Murine bladder transitional carcinoma cells (BTT739) were inoculated subcutaneously into T739 mice as a tumor model for evaluating the antitumor effects of rhIL-6. Then the mice were divided randomly into 5 groups: A, B, C, D and E. Different doses (0, 2, 4, 8 × 106 IU/kg body weight) of rhIL-6 were injected intraperitoneally twice per day and administered for 14 days, and 1 mg/kg/d mitomycin-C(MMC) was used as control. Tumor size was measured and determined as the mean of the largest diameter and the diameter at right angle. Animals were killed by CO2 inhalation on the 15th day after tumor cell inoculation. Then, tumors were removed, weighed and collected. The tumor growth inhibition rate of rhIL-6 was calculated. The morphological characteristic changes of tumor cells were observed under electron microscope, and cell cycle analysis was determined by flow cytometry.

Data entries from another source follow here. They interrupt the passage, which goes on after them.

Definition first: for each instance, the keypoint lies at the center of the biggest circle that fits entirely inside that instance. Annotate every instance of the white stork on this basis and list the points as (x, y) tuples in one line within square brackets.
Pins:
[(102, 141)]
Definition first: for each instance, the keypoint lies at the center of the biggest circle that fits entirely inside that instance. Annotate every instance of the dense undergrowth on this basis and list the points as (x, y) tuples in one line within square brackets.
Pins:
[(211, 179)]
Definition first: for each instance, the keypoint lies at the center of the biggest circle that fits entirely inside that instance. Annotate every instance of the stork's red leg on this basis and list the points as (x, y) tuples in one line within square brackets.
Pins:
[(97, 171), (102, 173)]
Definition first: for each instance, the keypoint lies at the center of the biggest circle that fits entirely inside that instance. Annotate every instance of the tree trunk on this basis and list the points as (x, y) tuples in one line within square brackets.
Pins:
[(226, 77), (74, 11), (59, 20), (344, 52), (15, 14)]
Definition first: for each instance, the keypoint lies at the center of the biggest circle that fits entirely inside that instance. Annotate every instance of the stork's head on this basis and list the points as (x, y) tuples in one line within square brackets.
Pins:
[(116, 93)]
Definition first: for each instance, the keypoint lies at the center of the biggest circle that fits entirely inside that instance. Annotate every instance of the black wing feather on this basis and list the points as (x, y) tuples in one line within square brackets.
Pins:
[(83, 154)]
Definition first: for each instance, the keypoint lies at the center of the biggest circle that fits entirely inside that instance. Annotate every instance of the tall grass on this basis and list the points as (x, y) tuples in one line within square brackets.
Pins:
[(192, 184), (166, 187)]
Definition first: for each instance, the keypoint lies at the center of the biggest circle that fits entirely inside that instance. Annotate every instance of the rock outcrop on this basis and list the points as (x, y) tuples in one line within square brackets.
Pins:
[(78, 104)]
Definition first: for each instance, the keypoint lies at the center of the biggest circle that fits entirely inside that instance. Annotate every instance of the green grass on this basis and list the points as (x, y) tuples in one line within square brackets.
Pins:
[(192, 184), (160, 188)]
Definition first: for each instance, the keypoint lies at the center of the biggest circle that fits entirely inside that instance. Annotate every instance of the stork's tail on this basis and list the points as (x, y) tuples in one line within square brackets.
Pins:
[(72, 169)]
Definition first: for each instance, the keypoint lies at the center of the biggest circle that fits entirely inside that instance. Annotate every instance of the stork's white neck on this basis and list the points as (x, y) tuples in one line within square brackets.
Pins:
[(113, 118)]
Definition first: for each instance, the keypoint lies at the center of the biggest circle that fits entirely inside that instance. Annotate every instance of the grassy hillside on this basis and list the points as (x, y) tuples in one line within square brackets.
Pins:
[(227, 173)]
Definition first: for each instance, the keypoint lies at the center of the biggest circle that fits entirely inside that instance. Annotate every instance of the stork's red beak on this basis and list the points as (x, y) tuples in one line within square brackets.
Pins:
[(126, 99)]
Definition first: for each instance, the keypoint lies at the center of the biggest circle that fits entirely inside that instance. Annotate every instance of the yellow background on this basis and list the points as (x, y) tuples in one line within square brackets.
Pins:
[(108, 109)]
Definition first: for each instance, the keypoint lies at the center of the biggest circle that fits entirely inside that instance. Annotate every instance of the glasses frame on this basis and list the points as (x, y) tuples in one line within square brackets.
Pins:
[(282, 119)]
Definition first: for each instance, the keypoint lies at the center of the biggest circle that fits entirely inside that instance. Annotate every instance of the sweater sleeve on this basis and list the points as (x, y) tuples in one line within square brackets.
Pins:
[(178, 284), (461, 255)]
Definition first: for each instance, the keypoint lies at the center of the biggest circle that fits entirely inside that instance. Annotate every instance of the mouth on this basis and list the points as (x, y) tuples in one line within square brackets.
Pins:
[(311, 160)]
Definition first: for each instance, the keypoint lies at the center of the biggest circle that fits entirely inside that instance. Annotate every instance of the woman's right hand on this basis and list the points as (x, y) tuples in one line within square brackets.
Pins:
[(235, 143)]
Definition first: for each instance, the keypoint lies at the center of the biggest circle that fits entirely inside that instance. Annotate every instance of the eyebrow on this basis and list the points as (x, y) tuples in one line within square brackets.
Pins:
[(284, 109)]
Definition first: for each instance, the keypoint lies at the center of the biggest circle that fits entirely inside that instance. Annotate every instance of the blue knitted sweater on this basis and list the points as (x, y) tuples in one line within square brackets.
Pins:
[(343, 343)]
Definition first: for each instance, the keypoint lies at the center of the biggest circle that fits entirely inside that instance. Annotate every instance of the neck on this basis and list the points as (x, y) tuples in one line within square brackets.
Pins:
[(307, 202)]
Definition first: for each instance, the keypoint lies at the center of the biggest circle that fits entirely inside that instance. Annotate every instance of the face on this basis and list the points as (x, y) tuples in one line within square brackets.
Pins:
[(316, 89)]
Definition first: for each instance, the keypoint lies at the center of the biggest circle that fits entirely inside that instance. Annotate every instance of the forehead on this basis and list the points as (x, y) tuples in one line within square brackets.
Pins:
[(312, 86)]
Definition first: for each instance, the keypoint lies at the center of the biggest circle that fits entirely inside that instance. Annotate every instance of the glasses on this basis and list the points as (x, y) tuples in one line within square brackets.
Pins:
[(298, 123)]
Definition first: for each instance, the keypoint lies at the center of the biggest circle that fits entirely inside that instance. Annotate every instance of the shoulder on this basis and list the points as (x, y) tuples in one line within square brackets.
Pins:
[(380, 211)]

The expressions of Fas, FasL and Bcl-2 protein on tumor cells were qualitatively detected by immunofluorescence cell staining, and their relative contents (rate of positive cells, RPC) were quantitatively determined with flow cytometry.

Results

rhIL-6 could inhibit bladder tumor growth in a dose-dependent manner in vivo. The tumor growth-inhibitory rates of 2, 4, 8 × 106 IU/kg rhIL-6 and 1 mg/kg MMC were 11.8, 39.5, 39.7 and 68.8%, respectively. Flow cytometry results showed that a hypodiploid peak before G1 phase could be found in tumor cells treated with rhIL-6. Moreover, the cells treated with rhIL-6 displayed disappearance of nucleoli, chromatin gathering under the nuclear membrane in mass or ring-shape under transmission electron microscopy. The rates of Fas, FasL protein–positive cells estimated by flow cytometry in rhIL-6-treated mice were (12.57 ± 0.83) and (20.1 ± 0.87) %, respectively, significantly higher than that (4.66 ± 0.17) and (14.1 ± 0.83) % in control mice (P < 0.01). There was no significant difference in the rate of Bcl-2 protein–positive cells between the mice in these two groups (P > 0.05).

Conclusions

rhIL-6 had obvious antitumor effects on mouse bladder carcinoma in vivo, and the Fas signaling pathway might play an important role in rhIL-6-induced bladder carcinoma cell apoptosis.